Overnight, the dollar erased gains against the other major currencies on Wednesday, pulling away from a three-week high after data showed that U.S. new home sales dropped far more-than-expected in January.
The U.S. Commerce Department said new home sales dropped by 9.2% to 494,000 units last month, compared to expectations for a decline of 4.4% to 520,000.
New home sales in December were revised down to an 8.2% increase, from a previously estimated 10.8% gain. The dollar found some support after Richmond Federal Reserve President Jeffrey Lacker said on Wednesday that the case for a rate hike was bolstered by recent data and that the U.S. central bank should concentrate on fostering economic growth via its control of inflation.

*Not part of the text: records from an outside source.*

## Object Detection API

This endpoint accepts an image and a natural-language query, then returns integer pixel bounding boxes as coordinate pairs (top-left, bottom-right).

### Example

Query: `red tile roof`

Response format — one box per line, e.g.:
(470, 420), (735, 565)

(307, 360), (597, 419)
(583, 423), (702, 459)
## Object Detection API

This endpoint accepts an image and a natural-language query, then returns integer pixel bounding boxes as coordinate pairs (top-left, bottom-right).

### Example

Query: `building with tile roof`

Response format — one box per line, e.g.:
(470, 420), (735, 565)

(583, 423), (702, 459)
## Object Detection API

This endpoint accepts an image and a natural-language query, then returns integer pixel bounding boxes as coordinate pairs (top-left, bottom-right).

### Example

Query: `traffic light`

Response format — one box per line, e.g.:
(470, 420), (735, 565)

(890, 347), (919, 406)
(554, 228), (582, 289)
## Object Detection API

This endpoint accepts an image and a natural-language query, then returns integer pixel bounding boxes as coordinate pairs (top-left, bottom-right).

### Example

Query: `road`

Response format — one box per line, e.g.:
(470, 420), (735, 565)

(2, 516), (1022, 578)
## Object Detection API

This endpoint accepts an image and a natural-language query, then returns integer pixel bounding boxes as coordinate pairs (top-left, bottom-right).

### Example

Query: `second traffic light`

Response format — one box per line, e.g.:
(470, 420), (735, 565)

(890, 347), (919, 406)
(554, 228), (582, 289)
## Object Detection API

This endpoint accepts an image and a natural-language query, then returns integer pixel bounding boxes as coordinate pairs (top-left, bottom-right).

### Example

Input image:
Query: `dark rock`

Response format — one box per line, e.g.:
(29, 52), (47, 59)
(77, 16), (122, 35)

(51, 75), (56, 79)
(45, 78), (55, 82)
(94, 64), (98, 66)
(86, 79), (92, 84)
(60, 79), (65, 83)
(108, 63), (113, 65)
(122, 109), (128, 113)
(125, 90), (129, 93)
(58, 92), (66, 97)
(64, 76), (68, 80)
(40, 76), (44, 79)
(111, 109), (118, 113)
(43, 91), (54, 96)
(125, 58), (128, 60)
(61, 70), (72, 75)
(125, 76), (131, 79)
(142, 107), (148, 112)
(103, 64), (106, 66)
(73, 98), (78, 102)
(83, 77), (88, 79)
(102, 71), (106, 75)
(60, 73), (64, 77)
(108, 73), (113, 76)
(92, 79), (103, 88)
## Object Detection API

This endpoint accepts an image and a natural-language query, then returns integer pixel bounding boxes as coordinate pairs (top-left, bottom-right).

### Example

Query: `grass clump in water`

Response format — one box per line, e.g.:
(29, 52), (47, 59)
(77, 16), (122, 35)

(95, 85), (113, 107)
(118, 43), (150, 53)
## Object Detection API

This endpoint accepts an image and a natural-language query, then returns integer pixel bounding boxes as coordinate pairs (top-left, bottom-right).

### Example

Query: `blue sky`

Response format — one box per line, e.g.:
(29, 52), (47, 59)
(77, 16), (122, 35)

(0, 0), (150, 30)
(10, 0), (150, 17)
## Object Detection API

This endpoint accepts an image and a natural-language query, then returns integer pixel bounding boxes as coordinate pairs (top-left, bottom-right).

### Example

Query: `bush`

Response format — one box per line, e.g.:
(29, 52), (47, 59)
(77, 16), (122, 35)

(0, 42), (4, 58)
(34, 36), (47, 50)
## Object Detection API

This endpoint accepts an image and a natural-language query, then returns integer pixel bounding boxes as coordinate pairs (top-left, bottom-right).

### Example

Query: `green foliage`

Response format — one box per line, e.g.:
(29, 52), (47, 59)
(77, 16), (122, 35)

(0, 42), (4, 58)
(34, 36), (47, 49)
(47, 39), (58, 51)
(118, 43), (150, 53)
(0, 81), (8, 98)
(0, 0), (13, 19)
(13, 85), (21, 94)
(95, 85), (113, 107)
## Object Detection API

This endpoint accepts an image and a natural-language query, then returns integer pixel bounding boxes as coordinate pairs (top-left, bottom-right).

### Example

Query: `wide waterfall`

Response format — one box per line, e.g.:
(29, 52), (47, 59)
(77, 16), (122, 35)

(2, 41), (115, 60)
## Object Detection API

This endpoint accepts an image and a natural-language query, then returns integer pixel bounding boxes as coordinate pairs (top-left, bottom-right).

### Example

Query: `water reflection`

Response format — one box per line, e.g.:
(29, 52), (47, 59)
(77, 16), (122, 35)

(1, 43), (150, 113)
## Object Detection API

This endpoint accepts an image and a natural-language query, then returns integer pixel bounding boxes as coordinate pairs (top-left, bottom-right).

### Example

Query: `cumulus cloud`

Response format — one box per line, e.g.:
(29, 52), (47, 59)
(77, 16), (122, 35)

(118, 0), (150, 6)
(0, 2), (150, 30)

The comments came after Fed Vice-Chairman Stanley Fischer said that Fed officials " simply do not know" what course of action they will take at their next meeting in March.
Meanwhile, demand for the safe-haven yen remained supported as oil prices slipped below $32 a barel on Wednesday after Saudi Arabia’s oil minister said that production cuts "will not happen".
Separately, Iran also said it had no interest in reducing production after international sanctions against it were lifted, calling a joint Russian/Saudi proposal for major exporters to freeze output "laughable".
Sterling remained under pressure amid fears over the impact on the economy if the outcome of the June 23 referendum leads to a “Brexit”.
The pound has now lost 3.4% so far this week after Britain’s Prime Minister David Cameron announced that a referendum on EU membership will take place on June 23.
Several senior members of his Conservative party, including London Mayor Boris Johnson, have said they will be backing the campaign to leave the EU, in a blow to the prime ministers plans to remain in the bloc.
Cabinet ministers continued to clash over the referendum on Wednesday, after Justice Secretary Michael Gove said a new deal agreed between Britain and Brussels to keep Britain in the EU is not legally binding.